On assiste alors à quelque chose de totalement inédit. Les chaînes se mettent à diffuser en boucle les vidéos postées sur les différents comptes Instagram par les héros, qui filment absolument tout. Dans l’intimité du vestiaire. Des images sans filtre, qui échappent à tout contrôle ou une possible censure. Pas même celle de l’Elysée, d’habitude si sensible sur le sujet. Pris de court, comme tout le monde. Cela donne notamment cette scène ahurissante où l’on voit Emmanuel Macron s’adresser aux joueurs qui lui font face, debout sur une table.

« Dab » présidentiel

Derrière le président, Vladimir Poutine et la chef d’Etat croate. « Je vais vous dire les enfants, entame le président, coupé constamment par les champions, le smartphone à bout de bras, un grand merci à vous. » (« Pour nos impôts », répond un joueur en écho). Il reprend : « Vous nous avez fait rêver et avez fait un magnifique football. Vous êtes un exemple pour un tas de jeunes. Vous ne serez plus jamais les mêmes et cet exemple, vous allez me le porter », conclut-il en haussant fort le ton (façon projet).
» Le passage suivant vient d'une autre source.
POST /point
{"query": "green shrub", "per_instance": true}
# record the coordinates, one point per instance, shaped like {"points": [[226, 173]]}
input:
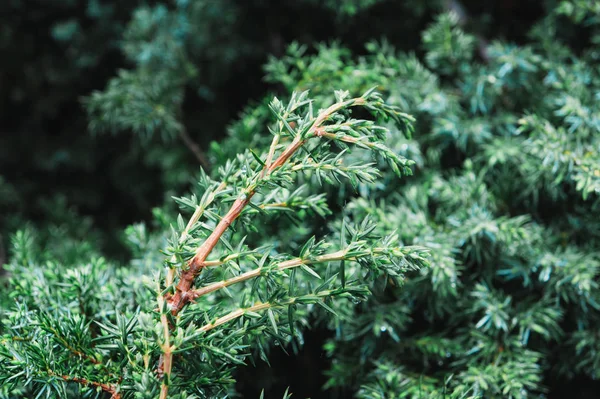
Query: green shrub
{"points": [[505, 165]]}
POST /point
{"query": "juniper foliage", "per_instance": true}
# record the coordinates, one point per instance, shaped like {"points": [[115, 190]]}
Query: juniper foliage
{"points": [[176, 327], [504, 196]]}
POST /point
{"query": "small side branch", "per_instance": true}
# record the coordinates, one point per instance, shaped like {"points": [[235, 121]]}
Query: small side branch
{"points": [[108, 388]]}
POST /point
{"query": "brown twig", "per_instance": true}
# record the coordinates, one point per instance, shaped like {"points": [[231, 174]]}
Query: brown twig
{"points": [[183, 291], [108, 388]]}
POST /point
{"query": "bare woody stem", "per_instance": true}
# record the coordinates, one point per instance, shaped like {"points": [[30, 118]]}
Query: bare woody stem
{"points": [[183, 293], [181, 296], [108, 388], [236, 314], [288, 264]]}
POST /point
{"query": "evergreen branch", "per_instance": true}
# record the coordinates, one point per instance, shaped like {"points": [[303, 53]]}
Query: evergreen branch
{"points": [[108, 388], [195, 265], [352, 252]]}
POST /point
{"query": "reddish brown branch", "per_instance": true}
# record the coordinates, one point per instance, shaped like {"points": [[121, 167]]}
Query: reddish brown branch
{"points": [[108, 388]]}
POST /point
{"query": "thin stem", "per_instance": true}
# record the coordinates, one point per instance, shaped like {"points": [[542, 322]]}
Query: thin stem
{"points": [[112, 389], [198, 262], [288, 264], [234, 315]]}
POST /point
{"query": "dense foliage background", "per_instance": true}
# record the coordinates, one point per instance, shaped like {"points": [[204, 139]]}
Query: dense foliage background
{"points": [[109, 109]]}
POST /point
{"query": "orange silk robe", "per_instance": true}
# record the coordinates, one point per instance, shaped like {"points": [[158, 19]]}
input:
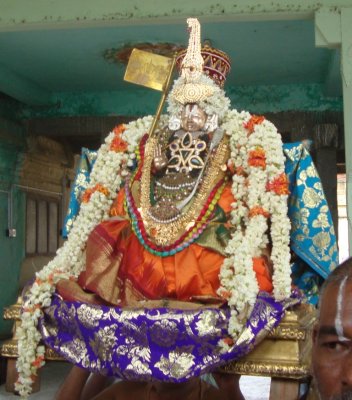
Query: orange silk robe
{"points": [[119, 270]]}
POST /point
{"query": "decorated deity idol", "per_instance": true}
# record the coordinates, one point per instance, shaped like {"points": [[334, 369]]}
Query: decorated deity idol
{"points": [[182, 240]]}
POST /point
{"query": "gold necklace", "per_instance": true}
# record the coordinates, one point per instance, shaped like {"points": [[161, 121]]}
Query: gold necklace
{"points": [[164, 234]]}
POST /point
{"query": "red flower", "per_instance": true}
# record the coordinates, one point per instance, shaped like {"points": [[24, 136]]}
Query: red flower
{"points": [[257, 210], [118, 144], [253, 121], [97, 188], [38, 362], [257, 158], [240, 171], [278, 185]]}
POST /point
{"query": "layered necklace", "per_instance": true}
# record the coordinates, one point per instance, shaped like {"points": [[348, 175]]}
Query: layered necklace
{"points": [[168, 226]]}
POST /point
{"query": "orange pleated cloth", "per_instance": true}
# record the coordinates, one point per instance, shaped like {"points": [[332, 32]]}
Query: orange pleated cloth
{"points": [[119, 269]]}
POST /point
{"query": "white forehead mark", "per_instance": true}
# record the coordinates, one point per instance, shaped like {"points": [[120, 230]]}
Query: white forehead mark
{"points": [[191, 109], [339, 304]]}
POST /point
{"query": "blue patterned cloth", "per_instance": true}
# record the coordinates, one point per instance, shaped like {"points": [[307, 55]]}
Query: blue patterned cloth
{"points": [[313, 238], [162, 344], [80, 184]]}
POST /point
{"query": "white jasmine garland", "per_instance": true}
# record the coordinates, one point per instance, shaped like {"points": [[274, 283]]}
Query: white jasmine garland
{"points": [[249, 237]]}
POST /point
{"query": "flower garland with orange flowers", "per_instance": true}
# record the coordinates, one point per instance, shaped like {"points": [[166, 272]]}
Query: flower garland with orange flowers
{"points": [[258, 185], [110, 168]]}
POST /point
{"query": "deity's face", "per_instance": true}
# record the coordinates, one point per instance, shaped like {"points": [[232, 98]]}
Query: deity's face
{"points": [[193, 118]]}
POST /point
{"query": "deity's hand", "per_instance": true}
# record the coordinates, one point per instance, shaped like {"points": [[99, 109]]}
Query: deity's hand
{"points": [[160, 159]]}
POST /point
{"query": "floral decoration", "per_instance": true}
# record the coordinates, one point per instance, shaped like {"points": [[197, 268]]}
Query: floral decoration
{"points": [[97, 188], [252, 122], [258, 185], [257, 158]]}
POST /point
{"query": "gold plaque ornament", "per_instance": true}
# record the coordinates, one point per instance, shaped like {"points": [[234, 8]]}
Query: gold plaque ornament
{"points": [[148, 69]]}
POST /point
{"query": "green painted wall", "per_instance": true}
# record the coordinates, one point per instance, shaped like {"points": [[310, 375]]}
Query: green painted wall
{"points": [[258, 99], [11, 249]]}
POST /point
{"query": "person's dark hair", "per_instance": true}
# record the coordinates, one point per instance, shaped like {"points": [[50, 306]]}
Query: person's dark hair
{"points": [[344, 270]]}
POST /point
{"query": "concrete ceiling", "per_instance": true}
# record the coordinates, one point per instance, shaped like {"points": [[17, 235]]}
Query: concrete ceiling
{"points": [[37, 64]]}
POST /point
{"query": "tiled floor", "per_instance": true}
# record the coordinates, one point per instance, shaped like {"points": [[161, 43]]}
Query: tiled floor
{"points": [[253, 388]]}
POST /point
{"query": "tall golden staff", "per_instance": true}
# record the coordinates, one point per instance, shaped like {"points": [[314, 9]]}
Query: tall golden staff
{"points": [[153, 71]]}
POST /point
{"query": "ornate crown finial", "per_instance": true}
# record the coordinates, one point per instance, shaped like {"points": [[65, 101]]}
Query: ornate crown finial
{"points": [[193, 90], [192, 64]]}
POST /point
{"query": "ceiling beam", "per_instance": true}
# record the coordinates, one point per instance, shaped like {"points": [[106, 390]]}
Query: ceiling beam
{"points": [[43, 14], [22, 89]]}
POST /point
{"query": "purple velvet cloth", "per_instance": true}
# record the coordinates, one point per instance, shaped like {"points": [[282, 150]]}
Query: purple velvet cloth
{"points": [[146, 344]]}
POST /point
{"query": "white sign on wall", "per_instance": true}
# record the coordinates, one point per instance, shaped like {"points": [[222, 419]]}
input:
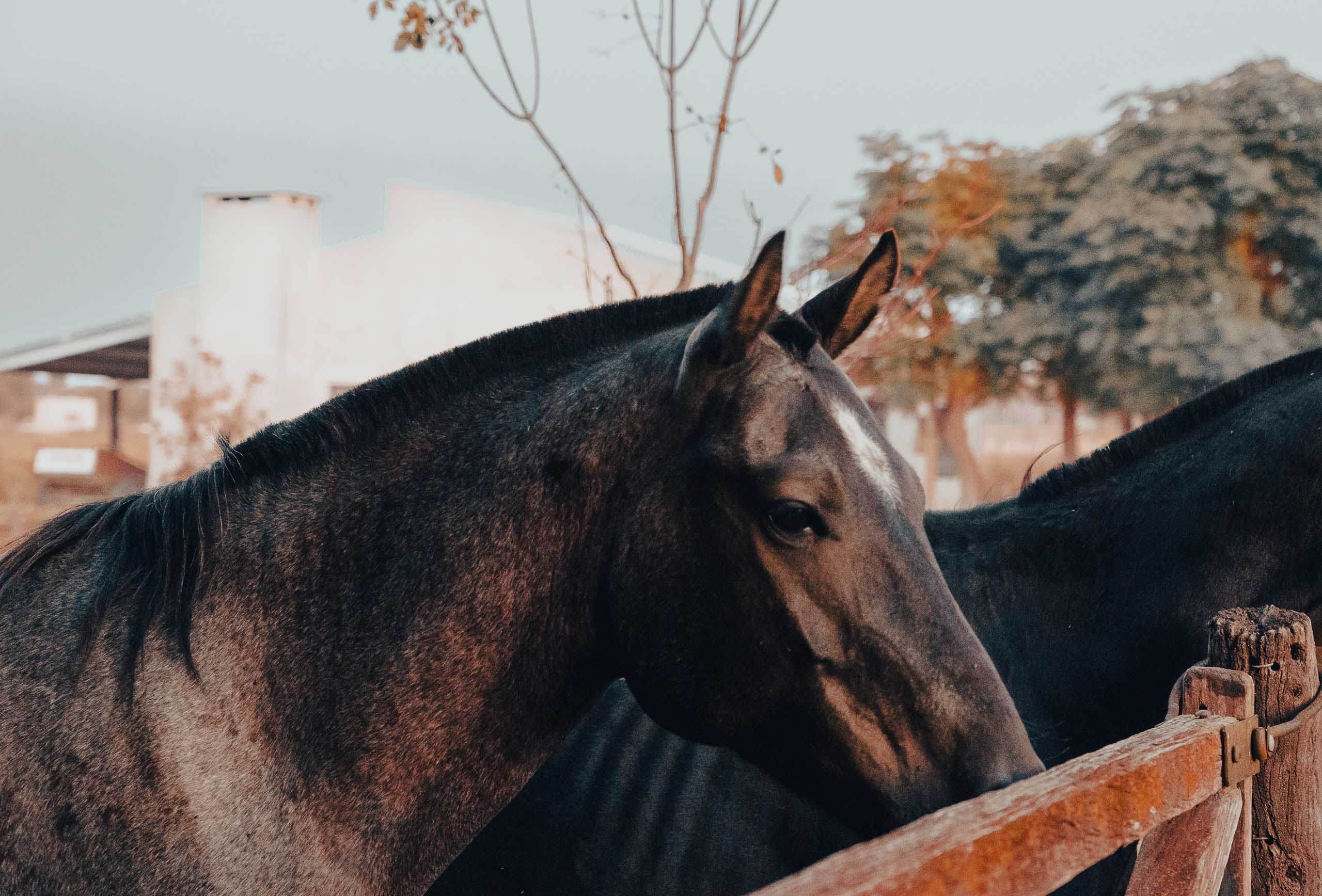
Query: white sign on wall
{"points": [[65, 461]]}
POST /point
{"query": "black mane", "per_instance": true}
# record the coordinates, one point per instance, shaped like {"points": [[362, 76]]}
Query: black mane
{"points": [[1169, 427], [147, 550]]}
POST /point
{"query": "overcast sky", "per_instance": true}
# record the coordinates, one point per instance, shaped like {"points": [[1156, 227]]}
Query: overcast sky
{"points": [[114, 119]]}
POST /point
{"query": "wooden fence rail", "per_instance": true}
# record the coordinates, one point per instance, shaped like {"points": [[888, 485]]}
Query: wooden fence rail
{"points": [[1186, 786]]}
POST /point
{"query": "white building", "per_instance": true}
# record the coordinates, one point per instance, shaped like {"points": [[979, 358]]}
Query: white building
{"points": [[291, 323]]}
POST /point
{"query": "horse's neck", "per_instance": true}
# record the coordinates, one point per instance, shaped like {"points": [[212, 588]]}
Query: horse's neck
{"points": [[1094, 600], [435, 612]]}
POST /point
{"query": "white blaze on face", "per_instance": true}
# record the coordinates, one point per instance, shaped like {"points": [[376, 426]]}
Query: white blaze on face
{"points": [[870, 455]]}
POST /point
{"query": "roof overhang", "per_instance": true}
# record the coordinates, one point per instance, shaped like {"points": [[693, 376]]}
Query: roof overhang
{"points": [[118, 350]]}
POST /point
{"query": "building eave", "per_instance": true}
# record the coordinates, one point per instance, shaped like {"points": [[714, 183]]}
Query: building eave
{"points": [[118, 350]]}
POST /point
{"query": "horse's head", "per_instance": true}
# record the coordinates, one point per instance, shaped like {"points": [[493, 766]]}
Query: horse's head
{"points": [[783, 599]]}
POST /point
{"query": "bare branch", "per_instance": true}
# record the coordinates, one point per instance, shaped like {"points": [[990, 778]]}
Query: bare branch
{"points": [[537, 60], [482, 81], [587, 204], [757, 230], [504, 60], [647, 41], [771, 10], [697, 36]]}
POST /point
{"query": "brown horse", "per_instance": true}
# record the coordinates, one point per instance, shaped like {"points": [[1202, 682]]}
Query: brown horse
{"points": [[326, 663]]}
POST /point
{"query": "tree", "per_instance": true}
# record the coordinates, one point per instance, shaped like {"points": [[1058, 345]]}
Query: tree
{"points": [[206, 404], [946, 206], [443, 24], [1179, 249]]}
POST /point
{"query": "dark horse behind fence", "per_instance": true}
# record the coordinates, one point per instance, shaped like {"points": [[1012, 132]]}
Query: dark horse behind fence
{"points": [[326, 663], [1091, 590]]}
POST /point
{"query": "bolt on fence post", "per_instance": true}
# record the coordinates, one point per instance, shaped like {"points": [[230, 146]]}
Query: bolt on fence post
{"points": [[1276, 648]]}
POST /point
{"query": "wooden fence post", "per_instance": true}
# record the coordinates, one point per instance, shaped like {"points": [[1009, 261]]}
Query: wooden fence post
{"points": [[1205, 852], [1276, 648]]}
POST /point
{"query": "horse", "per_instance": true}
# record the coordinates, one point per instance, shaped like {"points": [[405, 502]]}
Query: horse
{"points": [[324, 663], [1091, 590]]}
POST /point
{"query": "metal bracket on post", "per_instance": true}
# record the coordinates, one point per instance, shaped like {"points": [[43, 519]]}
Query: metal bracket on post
{"points": [[1240, 759]]}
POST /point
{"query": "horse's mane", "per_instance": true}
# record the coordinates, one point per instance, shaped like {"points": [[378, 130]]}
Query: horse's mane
{"points": [[1170, 427], [149, 550]]}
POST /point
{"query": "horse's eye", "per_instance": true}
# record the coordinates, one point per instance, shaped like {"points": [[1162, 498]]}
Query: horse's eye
{"points": [[794, 518]]}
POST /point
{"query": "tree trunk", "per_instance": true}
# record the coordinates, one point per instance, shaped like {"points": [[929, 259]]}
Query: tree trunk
{"points": [[950, 426], [931, 454], [881, 410], [1070, 413]]}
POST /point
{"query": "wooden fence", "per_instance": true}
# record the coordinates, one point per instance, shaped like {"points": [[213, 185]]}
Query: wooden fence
{"points": [[1185, 788]]}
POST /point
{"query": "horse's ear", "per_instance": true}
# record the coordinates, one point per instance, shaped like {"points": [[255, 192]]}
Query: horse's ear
{"points": [[725, 335], [844, 310]]}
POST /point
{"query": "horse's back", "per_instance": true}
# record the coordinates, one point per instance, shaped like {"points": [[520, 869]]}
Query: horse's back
{"points": [[84, 805]]}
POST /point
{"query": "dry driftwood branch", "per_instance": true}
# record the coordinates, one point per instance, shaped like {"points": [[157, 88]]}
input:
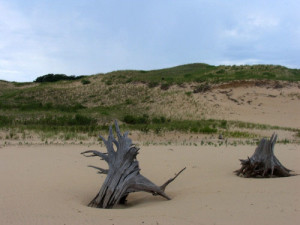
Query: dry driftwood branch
{"points": [[263, 163], [123, 173]]}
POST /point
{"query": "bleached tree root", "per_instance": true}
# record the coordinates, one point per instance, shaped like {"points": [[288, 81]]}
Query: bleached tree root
{"points": [[263, 163], [123, 173]]}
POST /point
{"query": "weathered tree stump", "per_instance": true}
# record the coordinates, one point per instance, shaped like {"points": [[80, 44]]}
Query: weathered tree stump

Les joueurs abrègent le discours par un chant : « On va tout casser, hé ! » Poutine ne bronche pas. Le nom du président russe est bientôt scandé…

La séquence est sous-titrée par BFM-TV, qui la passe en boucle. On jongle entre les comptes Instagram des uns et des autres. On ne rate rien. Micro ouvert. Du « dab » présidentiel avec Paul Pogba au défilé des invités, aux danses, aux chansons. Un joueur approche le trophée pour qu’on puisse l’embrasser sur son écran. Suivront une nouvelle visite du président, sans doute informé de la tendance, cette fois avec un vétéran blessé du Mali ou l’intimité de l’autocar. Les « followers » se régalent. Les télévisions relaient avec le nom du compte Instagram en guise de crédit. Priorité au Web. En direct et en continu. On regarde le Net à la télé.

Les Champs-Eysées passent désormais à l’arrière-plan. Quatre heures après la victoire, l’Arc de triomphe s’illumine pourtant, et on projette la deuxième étoile avant les 23 noms des héros. Il est 22 h 45, quelques incidents abrègent un peu la fête. Les télévisions écourtent leurs éditions spéciales. Les réseaux, eux, font le plein. Les vidéos des joueurs deviennent virales, partagées massivement, télé en tête. Les smartphones dans les Bleus. Les Champs-Elysées sont désormais déserts. L’Arc de triomphe s’éteint prématurément. Pas de Grizou ou autre président. Sur les réseaux sociaux, au même moment, un slogan s’impose : « Liberté, égalité, Mbappé. » Ils ont pris le pouvoir.